Site icon R-bloggers

Mixture distributions and reporting times for Covid-19 deaths in Florida by @ellis2013nz

[This article was first published on free range statistics - R, and kindly contributed to R-bloggers]. (You can report issue about the content on this page here)
Want to share your content on R-bloggers? click here if you have a blog, or here if you don't.

Caution / who should read this – although this blog post uses some data on reporting times for Covid-19 deaths in Florida, it’s not really about that issue at all. It’s a quick dip into how to model data that comes from a mixture of two or more different probability distributions.

Mixture distributions

I have thoughts about mixture distributions. Sometimes we get data that could be modelled simply with classical techniques if we make assumptions about its distribution which are mostly right. But the distribution is ‘contaminated’ with another distribution. Very small departures from your assumptions can cause major challenges which are not always visually obvious.

Consider this example, drawn from Rand Wilcox’s excllent Modern Statistics for the Social and Bahvaioral Sciences. A standard normal distribution has been contanimated with 10% of its data coming from a second distribution, also normal but with a much higher variance. Without very large samples and/or a particularly alert approach to the modelling, this sort of data can cause serious pitfalls for inference.

Exactly what the pitfalls are, I don’t have time to talk about right now, but they are serious and involve long tails and difficulties in estimating variance.

That example was drawn with this code, which also sets us up for application next in this post to a real life example that crossed my path a week ago:

library(tidyverse)
library(scales)
library(ggrepel)
library(glue)
library(ggtext)
library(rstan)

#---------Example adapted from Wilcox Modern Statistics for the Social and Behavioral Sciences---------
# Wilcox's Figure 3.8

set.seed(123)
egd <- tibble(diet = rep(c("Diet", "No diet"), c(10000, 90000))) %>%
  mutate(weight_loss = ifelse(diet == "Diet", 
                              rnorm(n(), 0, 10),
                              rnorm(n(), 0, 1))) 
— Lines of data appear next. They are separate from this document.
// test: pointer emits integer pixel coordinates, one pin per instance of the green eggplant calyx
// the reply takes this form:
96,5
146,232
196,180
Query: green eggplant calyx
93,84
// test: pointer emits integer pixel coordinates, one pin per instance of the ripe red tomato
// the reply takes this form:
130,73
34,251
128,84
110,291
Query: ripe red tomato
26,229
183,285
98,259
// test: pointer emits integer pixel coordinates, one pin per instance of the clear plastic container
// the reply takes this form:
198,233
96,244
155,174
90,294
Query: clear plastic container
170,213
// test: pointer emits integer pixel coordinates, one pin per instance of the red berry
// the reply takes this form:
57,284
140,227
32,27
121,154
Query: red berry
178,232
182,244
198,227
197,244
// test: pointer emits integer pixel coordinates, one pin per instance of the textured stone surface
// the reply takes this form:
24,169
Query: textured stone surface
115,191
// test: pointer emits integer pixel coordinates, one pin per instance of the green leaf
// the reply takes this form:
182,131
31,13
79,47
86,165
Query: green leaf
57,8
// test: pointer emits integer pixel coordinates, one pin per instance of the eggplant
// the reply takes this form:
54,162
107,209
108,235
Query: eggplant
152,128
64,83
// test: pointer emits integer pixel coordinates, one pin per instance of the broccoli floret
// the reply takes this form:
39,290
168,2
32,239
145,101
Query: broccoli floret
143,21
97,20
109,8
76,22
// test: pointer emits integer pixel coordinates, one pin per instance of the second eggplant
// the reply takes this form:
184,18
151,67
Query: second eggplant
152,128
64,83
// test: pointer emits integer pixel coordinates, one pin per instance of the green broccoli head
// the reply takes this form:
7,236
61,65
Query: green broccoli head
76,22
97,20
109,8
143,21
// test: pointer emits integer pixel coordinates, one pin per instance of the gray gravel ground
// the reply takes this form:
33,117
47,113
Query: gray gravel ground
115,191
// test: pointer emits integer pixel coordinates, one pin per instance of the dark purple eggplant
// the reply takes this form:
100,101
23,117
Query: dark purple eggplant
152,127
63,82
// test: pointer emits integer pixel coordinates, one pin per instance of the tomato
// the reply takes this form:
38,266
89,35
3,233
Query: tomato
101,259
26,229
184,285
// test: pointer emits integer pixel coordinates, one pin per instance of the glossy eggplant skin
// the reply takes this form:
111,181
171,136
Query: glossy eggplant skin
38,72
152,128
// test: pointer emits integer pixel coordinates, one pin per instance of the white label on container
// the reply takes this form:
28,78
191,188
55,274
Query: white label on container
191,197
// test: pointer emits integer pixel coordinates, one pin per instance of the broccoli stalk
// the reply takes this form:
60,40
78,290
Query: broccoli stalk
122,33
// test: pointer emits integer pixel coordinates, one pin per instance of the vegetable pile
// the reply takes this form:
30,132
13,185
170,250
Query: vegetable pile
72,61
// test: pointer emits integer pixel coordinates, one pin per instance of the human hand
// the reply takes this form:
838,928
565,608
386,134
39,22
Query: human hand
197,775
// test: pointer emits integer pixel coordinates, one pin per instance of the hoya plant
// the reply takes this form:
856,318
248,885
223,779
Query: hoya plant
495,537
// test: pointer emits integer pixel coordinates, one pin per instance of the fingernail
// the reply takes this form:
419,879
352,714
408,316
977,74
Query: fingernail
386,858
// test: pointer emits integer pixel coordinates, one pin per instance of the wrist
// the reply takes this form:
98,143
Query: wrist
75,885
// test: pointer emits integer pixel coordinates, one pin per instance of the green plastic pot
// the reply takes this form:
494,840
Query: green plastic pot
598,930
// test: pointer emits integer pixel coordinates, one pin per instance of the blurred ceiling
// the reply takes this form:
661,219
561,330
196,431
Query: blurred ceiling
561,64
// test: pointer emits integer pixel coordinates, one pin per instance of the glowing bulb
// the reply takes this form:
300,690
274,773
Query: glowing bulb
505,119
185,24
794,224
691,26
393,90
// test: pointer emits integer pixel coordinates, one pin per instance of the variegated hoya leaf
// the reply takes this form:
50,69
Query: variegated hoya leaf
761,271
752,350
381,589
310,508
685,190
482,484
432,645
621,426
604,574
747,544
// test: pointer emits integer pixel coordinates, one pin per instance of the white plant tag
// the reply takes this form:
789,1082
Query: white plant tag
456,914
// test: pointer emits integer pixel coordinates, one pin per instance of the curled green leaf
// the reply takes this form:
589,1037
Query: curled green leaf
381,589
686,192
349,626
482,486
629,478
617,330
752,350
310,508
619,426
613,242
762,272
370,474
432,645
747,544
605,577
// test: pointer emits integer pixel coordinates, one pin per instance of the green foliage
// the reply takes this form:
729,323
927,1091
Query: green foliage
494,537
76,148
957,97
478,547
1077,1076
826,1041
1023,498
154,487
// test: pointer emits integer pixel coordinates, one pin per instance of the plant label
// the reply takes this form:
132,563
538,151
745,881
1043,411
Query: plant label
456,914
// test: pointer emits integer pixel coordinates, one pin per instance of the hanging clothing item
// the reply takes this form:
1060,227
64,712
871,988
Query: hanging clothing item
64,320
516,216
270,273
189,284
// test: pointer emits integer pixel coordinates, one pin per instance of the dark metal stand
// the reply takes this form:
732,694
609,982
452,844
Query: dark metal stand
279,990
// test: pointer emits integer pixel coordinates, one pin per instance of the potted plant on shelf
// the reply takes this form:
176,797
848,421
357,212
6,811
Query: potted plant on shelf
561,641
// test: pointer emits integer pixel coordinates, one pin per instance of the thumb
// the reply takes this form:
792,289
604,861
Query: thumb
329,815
ggplot(egd, aes(x = weight_loss)) +
  geom_density(fill = "grey", alpha = 0.5, colour = "darkblue") +
  stat_function(fun = dnorm, colour = "darkgreen", n = 1000) +
  coord_cartesian(xlim = c(-3, 3)) +
  annotate("text", x = 1, y = 0.3, 
           label = "sigma^2==1", parse = TRUE,
           colour = "darkgreen", hjust = 0) +
  annotate("text", x = -1.1, y = 0.17, 
           label = glue("sigma^2=={round(var(egd$weight_loss), 1)}"), parse = TRUE,
           colour = "darkblue", hjust = 0) +
  annotate("text", x = -1.1, y = 0.13, 
           label ="Mixture of standard normal (90%) and\nnormal with sd=10 (10%)" , 
           colour = "darkblue", hjust = 0, size = 3) +
  
  labs(caption = "Adapted from Figure 3.8 of Wilcox, Modern Statistics for the Social and Behavioral Sciences",
       x = "Weight loss",
       title = "The perils of a mixed or 'contanimated' distribution",
       subtitle = "Comparison of a <span style = 'color:darkgreen;'>standard normal</span> and a <span style = 'color:darkblue;'>mixed normal</span> distribution") +
  theme(plot.subtitle = element_textbox())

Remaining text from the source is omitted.